Regex to strip out everything but words and number

2019-09-17 10:33发布

问题:

Im trying to clean a post string used in an ajax request (sanitize before db query) to allow only alphanumeric characters, spaces (1 per word, not multiple), can contain "-", and latin characters like "ç" and "é" without success, can anyone help or point me on the right direction?

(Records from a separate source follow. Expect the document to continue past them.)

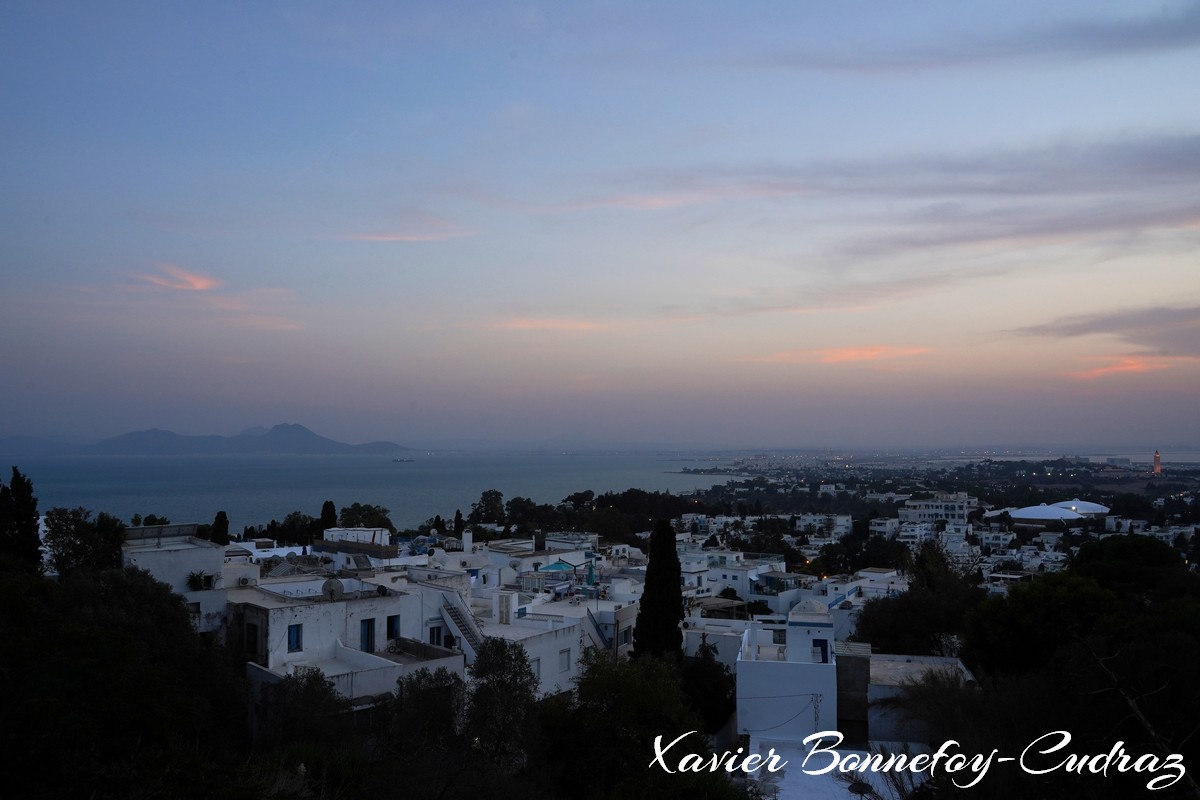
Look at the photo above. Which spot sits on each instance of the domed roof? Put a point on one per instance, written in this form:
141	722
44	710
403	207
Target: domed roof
1081	506
1045	513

This is the regex I'm using so far:

$string = preg_replace('/^[a-z0-9 àáâãäåçèéêëìíîïðñòóôõöøùúû-]+$/', '', mb_strtolower(utf8_encode($_POST['q'])));

Thank you.

回答1:

$string = mb_strtolower(utf8_encode($_POST['q'])));
$string = preg_replace('/[^a-z0-9 àáâãäåçèéêëìíîïðñòóôõöøùúû-]+/g', '', $string);
$string = preg_replace('/ +/g', ' ', $string);

Why not just use mysql_real_escape_string?



回答2:

$regEx = '/^[^\w\p{L}-]+$/iu';

\w - matches alphanumerics

\p{L} - matches a single Unicode Code Point in the 'Letters' category (see the Unicode Categories section here).

- at the end of the character class matches a single hyphen.

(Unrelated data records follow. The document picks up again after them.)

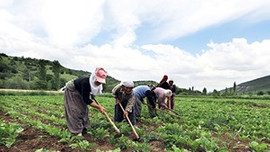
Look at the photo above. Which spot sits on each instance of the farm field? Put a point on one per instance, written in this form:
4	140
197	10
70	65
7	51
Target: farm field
36	123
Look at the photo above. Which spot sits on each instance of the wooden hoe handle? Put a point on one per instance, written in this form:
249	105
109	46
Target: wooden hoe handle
134	131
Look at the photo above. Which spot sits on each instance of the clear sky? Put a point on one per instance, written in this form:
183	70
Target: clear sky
197	43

^ in the character classes negates the character class, so that the regex will match the opposite of the character class (anything you do not specify).

+ outside of the character class says match 1 or more characters

^ and $ outside of the character class will cause the engine to only accept matches that start at the beginning of a line and goes until the end of the line.

After the pattern, the i modifier says ignore case and the u tells the pattern matching engine that we're going to be sending UTF8 data it's way, and g modifier originally present has been removed since it's not necessary in PHP (instead global matching is dependent on which matching function is called)



回答3:

$string = preg_replace('/[^a-z0-9 àáâãäåçèéêëìíîïðñòóôõöøùúû\-]/u', '', mb_strtolower(utf8_encode($_POST['q']), 'UTF-8'));
$string = preg_replace( '/ +/', ' ', $string );

should do the trick. Note that

  • the character class is negated by putting ^ inside the character class
  • you need the u flag when dealing with unicode strings either in the pattern or in the subject
  • it's better to specify the character set explicitly in mb_* functions because otherwise they will fall back on your system defaults, and that may not be UTF-8.
  • the hyphen character needed escaping (\- instead of - at the end of your character class)